Well, not everything in the actual fact, some old-dated plugins didn’t function anymore (like RelatedFromWaypath). Of course, I have been out of all these for a long time, so never did the follow and catch up. But I am truely happy the main and core function just works painlessly. Great work, MovableType.

Switch

Ever since Mac OS X launched, I’ve been thinking of owning a machine running it. I used to think that a combination of a decent GUI environment with UNIX back-end/kernel would be the perfect OS. And now, finally, Apple hardware seem more affordable nowadays — then I convinced myself to buy this little thing:

P1010010.JPG

It’s a 12” 1.2Ghz Apple iBook G4, unfortunately what I bought is a 2nd hand iBook, it didn’t come with Mac OS X Tiger (10.4). From the web I could find it’s bought on April 21st and entitled to a Tiger up-to-date program, but too bad I couldn’t get seller’s original receipt on time, it was expired yesterday :(.

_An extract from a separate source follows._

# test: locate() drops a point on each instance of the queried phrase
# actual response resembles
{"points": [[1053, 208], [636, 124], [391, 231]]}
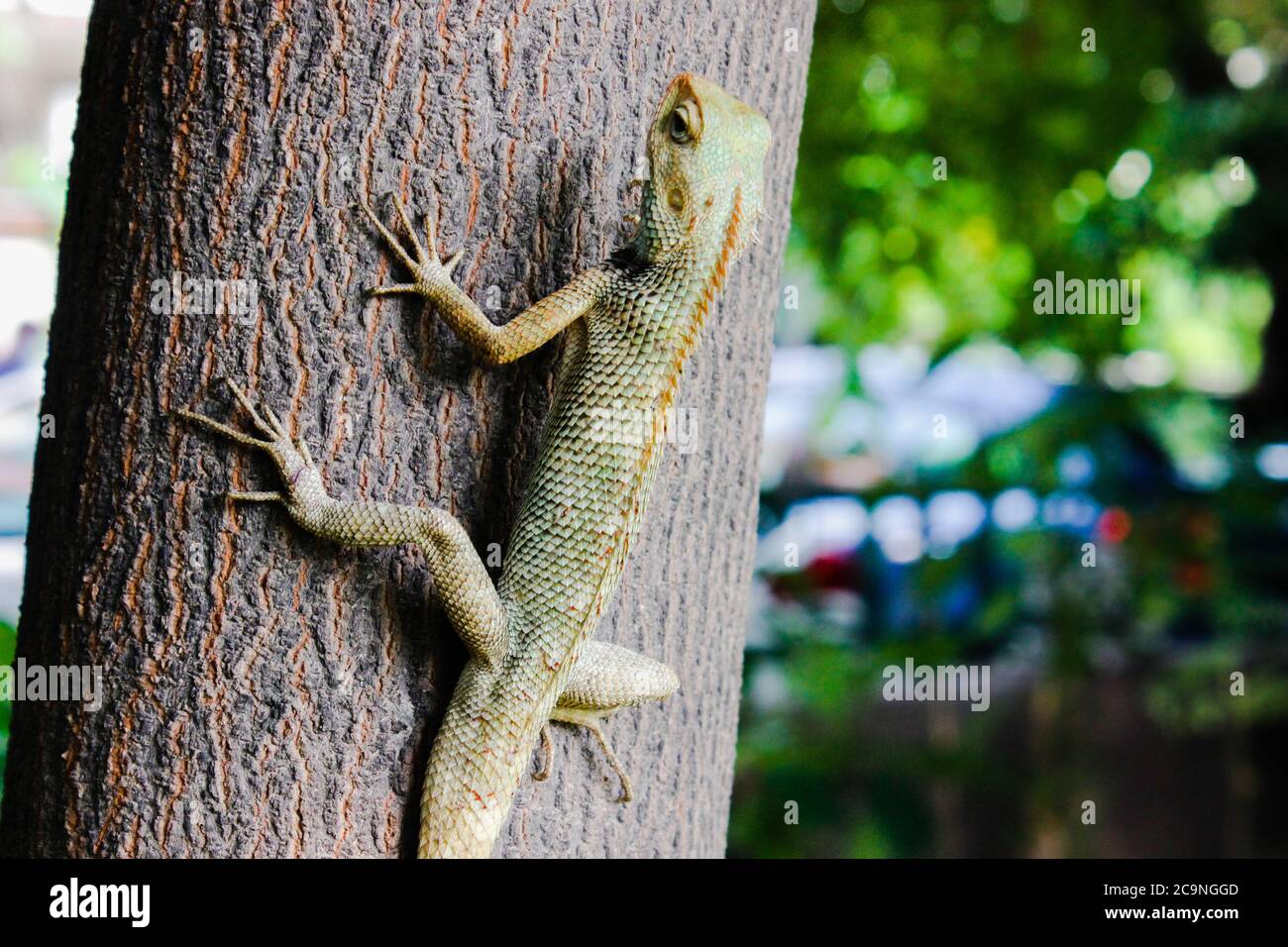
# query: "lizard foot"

I didn’t really intend to switch. Having heard lots of good things about the Mac OS X, the state-of-art technology and good user interface, I want to learn about it. But I forsee for the difficulty to be used to it, after all I’ve been using PCs for more than 10 years. There’re lots of die-hard habits. What’s usability? It’s the less surprise for the users when he/she perform some action on the interface, we users should feel and get the response from the OS or application as what we expected.

That sounds true, so switching platform is not a easy and pleasant topic, I’d come to that later.